Effective and successful e-learning is the goal of every course designer. But ask most learners, and those two words won’t immediately spring to mind when describing their experience of taking an e-learning course.
While not all e-learning methods are terrible, too many examples are; and as most learners will tell you, these bad examples are boring. Usually dead boring. So what can we do with our e-learning course design to ensure it works and is successful for both learners and the organizations they work for?
Most e-learning course designers want to make their e-learning interesting and engaging, and many are looking to authoring tool interactions and multimedia to help them do this.
At first glance, this seems like a good solution. After all, having learners do something every few screens of the course must be better than just reading content, right? First yes. The problem with this approach, however, is that learners get bored easily. For example, dragging and dropping an object across the screen might seem fun and interesting the first few times, but after you’ve done it twenty times, it doesn’t seem so clever anymore.
In fact, it doesn’t take long for learners to realize that using multimedia and interactions is really just a way to cover up a deeper problem – too much focus on the content.
When course designers create classroom training, they have many options. It’s relatively easy to create imaginative exercises and classroom activities when you know you have a group of people who can engage and interact with each other.
As an instructional designer faced with a blank computer screen, the challenge is far greater.

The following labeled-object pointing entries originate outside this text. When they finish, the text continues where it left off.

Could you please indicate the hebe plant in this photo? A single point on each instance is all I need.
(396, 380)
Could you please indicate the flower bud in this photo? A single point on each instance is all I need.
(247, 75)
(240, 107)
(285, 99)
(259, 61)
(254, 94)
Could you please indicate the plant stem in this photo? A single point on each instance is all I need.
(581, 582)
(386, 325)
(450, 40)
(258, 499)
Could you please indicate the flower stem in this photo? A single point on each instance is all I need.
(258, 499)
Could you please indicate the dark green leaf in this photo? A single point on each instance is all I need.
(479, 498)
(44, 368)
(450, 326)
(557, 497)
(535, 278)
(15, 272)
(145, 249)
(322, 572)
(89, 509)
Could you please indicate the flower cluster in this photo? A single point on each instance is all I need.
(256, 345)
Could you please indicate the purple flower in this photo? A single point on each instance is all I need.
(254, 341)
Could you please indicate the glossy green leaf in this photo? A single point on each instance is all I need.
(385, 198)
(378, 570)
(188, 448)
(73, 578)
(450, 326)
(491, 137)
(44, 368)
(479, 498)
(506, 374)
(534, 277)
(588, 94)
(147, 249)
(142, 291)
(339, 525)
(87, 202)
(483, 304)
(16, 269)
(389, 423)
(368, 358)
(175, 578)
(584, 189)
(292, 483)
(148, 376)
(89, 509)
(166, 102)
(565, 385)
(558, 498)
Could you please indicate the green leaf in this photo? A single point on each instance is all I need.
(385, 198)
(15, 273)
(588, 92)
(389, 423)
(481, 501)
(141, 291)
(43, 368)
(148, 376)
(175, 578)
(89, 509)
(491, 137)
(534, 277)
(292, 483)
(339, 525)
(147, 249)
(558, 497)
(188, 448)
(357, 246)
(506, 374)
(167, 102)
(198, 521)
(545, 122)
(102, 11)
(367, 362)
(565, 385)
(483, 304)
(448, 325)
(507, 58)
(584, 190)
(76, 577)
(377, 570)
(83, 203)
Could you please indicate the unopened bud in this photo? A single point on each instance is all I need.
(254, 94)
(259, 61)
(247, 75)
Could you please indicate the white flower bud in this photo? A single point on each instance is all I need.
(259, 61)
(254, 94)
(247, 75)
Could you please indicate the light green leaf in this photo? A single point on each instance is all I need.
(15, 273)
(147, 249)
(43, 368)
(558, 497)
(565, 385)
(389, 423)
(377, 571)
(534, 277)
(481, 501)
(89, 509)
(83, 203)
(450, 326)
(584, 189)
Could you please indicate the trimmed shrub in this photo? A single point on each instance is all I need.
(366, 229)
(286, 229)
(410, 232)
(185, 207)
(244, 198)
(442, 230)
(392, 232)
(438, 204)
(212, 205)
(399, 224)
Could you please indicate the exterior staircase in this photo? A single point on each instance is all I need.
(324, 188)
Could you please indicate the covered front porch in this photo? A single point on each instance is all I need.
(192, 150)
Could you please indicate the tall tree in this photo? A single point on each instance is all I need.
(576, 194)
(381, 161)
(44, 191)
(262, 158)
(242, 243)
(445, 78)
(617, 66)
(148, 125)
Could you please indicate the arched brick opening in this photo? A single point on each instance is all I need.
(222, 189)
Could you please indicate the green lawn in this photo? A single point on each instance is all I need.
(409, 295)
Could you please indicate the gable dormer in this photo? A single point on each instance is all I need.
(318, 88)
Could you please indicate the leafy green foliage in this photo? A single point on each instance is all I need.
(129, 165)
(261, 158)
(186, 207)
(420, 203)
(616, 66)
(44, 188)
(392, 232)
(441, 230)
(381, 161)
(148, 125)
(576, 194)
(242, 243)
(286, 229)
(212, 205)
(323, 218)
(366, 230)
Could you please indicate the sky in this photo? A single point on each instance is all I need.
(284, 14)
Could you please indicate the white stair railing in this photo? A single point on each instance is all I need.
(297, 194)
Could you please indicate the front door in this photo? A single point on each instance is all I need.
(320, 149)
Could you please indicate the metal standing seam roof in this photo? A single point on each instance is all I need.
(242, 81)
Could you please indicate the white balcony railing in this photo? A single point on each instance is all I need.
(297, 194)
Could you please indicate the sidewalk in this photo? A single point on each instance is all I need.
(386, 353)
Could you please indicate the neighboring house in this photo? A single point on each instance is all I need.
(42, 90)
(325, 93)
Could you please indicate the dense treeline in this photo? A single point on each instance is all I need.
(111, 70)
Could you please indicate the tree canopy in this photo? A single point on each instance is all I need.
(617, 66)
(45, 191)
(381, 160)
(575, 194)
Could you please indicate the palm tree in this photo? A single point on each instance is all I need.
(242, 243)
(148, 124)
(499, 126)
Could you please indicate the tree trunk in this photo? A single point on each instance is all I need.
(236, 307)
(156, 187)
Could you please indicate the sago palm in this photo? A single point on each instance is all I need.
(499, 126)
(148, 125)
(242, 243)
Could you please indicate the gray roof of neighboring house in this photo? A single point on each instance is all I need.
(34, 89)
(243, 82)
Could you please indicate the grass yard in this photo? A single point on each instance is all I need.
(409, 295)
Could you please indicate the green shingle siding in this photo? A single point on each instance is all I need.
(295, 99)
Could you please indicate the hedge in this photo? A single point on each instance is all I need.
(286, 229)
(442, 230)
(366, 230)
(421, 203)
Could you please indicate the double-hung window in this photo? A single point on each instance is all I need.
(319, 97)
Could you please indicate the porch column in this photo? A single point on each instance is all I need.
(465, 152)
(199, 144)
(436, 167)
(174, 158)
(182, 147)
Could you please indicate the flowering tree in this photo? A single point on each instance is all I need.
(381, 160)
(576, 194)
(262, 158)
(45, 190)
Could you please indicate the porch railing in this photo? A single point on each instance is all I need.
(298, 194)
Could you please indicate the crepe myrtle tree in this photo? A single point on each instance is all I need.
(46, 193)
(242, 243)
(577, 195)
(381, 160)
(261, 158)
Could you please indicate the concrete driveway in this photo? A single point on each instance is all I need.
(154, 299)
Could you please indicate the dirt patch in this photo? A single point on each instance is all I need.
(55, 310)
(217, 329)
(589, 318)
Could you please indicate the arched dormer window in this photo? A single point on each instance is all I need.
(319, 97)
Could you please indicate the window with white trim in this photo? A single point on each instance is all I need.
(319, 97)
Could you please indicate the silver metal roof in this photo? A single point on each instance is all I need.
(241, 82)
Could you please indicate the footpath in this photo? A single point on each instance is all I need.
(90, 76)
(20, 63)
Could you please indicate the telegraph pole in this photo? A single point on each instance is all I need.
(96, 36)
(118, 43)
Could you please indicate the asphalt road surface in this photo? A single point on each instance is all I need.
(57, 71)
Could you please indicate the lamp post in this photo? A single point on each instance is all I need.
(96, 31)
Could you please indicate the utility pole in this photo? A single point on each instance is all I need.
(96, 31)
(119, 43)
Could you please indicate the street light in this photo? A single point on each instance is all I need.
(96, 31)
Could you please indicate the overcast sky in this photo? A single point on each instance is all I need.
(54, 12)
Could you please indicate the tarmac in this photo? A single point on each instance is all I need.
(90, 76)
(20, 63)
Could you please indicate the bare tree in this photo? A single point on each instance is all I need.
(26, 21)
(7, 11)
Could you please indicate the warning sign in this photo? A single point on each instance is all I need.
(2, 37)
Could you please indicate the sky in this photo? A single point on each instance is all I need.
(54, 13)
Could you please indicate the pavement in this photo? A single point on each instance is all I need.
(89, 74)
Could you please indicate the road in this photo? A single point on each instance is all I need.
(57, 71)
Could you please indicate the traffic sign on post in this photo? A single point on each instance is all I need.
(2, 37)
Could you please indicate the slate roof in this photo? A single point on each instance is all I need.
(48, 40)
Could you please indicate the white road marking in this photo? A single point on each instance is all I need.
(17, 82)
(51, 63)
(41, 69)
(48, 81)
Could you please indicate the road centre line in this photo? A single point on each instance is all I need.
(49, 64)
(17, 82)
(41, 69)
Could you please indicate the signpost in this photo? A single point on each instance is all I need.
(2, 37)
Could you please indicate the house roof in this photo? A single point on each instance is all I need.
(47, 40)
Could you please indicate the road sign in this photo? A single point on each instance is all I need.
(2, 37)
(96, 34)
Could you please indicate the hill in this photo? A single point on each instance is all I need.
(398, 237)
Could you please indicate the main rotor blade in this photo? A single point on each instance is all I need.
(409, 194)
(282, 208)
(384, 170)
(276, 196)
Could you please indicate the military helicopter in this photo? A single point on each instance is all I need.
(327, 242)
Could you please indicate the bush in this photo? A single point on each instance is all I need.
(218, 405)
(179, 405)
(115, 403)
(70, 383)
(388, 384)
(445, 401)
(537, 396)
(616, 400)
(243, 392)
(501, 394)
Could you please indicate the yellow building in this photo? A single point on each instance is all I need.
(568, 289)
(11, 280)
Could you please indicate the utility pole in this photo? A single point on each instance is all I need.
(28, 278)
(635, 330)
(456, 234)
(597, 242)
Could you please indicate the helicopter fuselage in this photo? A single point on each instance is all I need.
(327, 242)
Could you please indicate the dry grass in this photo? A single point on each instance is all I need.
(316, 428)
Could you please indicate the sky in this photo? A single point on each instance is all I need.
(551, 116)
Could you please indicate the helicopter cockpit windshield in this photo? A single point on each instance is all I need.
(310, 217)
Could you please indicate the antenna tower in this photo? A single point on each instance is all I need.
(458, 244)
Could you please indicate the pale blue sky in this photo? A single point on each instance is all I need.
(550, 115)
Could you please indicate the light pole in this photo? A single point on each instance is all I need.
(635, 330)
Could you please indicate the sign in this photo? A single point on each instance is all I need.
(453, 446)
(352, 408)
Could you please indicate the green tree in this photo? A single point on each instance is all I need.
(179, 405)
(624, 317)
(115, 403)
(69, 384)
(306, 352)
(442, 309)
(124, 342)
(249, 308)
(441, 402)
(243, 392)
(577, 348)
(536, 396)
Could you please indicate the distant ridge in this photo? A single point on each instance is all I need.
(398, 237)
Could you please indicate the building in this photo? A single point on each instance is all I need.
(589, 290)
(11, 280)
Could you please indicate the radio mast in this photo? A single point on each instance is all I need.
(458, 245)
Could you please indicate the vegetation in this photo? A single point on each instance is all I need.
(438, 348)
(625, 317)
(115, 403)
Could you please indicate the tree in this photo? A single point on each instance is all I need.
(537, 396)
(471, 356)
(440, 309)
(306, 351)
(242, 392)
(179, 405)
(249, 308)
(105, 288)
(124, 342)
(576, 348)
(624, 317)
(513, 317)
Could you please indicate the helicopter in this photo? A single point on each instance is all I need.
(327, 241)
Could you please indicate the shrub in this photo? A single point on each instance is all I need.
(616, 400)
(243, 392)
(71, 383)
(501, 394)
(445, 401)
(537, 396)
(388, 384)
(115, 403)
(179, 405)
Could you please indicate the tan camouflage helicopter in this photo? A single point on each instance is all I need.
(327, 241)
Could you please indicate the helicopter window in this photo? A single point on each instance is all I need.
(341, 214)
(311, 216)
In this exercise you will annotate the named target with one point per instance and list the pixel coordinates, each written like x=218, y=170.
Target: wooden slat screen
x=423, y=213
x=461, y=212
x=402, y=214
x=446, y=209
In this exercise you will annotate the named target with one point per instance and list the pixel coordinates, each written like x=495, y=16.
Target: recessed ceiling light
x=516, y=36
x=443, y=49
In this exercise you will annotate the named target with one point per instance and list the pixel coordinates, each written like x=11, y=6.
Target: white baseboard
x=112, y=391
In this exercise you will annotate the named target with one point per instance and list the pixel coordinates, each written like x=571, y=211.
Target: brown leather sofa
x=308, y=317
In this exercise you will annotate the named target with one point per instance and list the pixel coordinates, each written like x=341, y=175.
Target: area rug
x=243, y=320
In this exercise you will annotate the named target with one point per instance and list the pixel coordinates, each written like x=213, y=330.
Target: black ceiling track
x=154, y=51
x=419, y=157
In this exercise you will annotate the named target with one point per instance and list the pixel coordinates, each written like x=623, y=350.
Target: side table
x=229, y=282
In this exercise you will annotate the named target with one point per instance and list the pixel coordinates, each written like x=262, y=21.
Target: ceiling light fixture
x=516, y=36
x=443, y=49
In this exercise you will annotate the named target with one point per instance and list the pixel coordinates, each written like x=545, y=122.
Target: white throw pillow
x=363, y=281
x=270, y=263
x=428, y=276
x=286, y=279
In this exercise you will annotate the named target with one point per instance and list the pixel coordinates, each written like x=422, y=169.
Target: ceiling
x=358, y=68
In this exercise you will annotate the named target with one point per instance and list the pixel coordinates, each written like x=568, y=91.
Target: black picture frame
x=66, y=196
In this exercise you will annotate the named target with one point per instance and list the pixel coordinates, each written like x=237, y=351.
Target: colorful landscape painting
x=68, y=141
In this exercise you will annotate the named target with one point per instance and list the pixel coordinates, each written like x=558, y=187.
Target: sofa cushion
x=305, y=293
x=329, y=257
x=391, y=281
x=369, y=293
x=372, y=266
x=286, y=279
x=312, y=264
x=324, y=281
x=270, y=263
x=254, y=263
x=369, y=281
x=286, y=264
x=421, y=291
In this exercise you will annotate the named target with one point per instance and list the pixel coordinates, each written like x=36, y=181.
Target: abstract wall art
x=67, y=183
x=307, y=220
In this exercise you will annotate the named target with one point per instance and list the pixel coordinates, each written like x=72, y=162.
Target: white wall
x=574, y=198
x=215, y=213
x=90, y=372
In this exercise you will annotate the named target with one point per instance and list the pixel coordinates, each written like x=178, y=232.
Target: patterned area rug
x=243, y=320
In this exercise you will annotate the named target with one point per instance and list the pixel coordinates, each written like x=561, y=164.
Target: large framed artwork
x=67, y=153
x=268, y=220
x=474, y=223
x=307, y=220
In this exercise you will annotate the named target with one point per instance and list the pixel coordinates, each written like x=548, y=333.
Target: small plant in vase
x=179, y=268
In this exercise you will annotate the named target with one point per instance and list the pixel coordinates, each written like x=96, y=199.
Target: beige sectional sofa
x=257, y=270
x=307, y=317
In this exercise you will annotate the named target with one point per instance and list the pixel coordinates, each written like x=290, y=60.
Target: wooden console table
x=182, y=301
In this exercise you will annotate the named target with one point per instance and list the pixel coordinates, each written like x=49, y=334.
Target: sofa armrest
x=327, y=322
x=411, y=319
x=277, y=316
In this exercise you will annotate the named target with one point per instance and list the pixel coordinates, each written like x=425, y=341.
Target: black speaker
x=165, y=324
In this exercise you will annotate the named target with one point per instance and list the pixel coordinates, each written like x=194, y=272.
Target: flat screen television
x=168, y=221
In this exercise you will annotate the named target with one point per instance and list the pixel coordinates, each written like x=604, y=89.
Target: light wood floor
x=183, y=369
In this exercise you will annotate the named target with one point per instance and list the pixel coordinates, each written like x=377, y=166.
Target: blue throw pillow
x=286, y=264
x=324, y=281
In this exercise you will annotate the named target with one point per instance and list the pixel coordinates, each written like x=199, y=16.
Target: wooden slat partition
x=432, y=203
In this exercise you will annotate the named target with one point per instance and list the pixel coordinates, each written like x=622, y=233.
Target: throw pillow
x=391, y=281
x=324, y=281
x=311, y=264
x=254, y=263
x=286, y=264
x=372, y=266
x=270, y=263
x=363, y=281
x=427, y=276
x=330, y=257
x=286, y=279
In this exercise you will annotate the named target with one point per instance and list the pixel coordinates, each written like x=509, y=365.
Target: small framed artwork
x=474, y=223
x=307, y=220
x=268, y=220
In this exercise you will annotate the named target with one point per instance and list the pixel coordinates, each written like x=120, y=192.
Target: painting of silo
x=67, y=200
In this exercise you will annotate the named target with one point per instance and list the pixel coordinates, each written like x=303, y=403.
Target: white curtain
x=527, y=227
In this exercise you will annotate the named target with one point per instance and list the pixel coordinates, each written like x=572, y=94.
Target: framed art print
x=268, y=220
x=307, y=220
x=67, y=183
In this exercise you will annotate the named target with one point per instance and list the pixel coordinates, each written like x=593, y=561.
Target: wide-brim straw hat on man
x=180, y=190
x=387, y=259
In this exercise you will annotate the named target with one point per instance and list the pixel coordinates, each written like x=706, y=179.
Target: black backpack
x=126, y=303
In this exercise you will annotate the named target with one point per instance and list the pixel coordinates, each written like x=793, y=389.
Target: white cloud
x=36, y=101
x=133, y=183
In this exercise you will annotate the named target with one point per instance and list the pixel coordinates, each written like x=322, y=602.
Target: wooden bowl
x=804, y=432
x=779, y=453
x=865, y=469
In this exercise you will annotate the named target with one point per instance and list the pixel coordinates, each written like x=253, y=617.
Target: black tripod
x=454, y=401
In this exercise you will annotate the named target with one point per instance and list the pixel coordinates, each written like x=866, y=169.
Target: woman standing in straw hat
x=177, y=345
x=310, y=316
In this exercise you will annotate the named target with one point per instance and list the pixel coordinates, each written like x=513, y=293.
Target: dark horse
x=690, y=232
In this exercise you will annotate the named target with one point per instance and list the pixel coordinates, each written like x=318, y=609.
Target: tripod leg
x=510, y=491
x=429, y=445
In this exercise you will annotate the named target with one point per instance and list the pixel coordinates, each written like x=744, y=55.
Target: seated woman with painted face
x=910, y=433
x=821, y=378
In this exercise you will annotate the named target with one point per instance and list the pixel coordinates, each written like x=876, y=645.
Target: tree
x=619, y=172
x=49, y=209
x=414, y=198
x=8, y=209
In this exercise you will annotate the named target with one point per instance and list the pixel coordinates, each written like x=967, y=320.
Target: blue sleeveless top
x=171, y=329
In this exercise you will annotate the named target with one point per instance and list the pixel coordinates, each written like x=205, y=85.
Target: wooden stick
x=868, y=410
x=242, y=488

How do you make this screen interesting and engaging for your learners to view without spending a lot of money and taking months of development?
Chances are that you will take the current conventional route and fill that screen with content and then add something like an image, graphic or interaction to make it more attractive and interesting.
If you choose this approach (and most designers do), you’ll likely quickly recognize the need to keep many screens of content well-organized and structured. Before you know it, you’re quickly becoming enmeshed in a content-centric development approach.
And once you start down that path, you’re well on your way to creating the online equivalent of a glorified book or high-end PowerPoint presentation. Although both end results might look very professional and attractive, they are probably not suitable for effective learning.
Instead, e-learning course designers would be much better off shifting their attention away from highly structured content with added multimedia content and interactions, and instead focus on creating meaningful scenario-driven learning approaches that are both memorable and engaging for learners are motivating.